The legislation would ask voters to amend the state constitution to dedicate $200 million in sales tax revenues over the next 30 years for critical open space, water supply and flood-plain protection, farmland and historic preservation programs across the state. Sen. Diane Allen was among the few Republicans to vote in favor of the measure.
When asked if it was true that the governor called Republicans and asked them not to support the bill, Allen said, “I didn’t get a call from the governor and I don’t know that anybody else did as well. I think in general the governor is not a supporter of doing it this way. I think he’s supportive of open space. He wants to see it done perhaps in a different way.”
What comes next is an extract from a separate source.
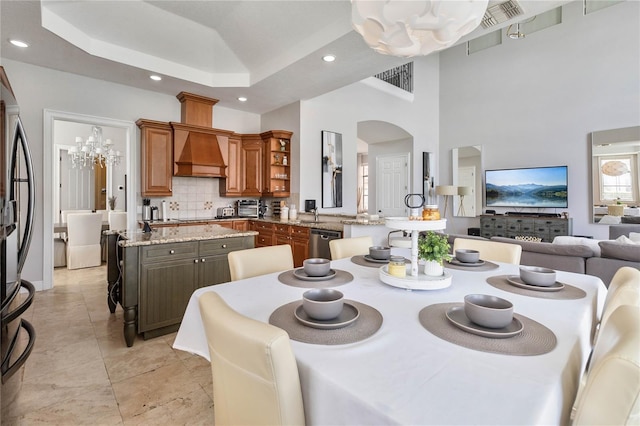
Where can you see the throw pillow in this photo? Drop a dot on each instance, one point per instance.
(578, 241)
Meanwhile, Republican Budget Officer Declan O’Scanlon called today’s vote “untimely and irresponsible fiscal policy.” But Democrats point out that just a few weeks ago, a handful of Republicans supported a similar measure.
“This bill is more conservative, less money is being provided for open space in the future. Today, almost every Republican would be off the bill, except for Sen. Bateman,” Smith said.
Senate Republican Leader Tom Kean Jr. was among those who previously supported the bill but today voted against it. He and several other Republicans declined to comment. Meanwhile, supporters of the measure point out the benefits of New Jersey’s open space preservation programs which have received overwhelming support in all 13 previous ballot questions.
“The Green Acres program has preserved over 650,000 acres over the last 30 years. And the farmland preservation program has preserved some 200,000 acres over the last 30 years,” said Tim Gilbert of New Jersey Keep It Green.
And it’s not just about preserving space in rural areas. Green Acres funding has also supported projects at 1,100 parks in urban communities like in Newark. And Sen. Smith touts the benefits of the Blue Acres program, which is helping to acquire flood prone properties.
“The second highest priority in the open space program is acquisition of flood prone property,” Smith said.
The measure would have to pass both houses by the Aug. 4 deadline to get on the ballot this November. And time is running out. That could push the issue onto next year’s ballot.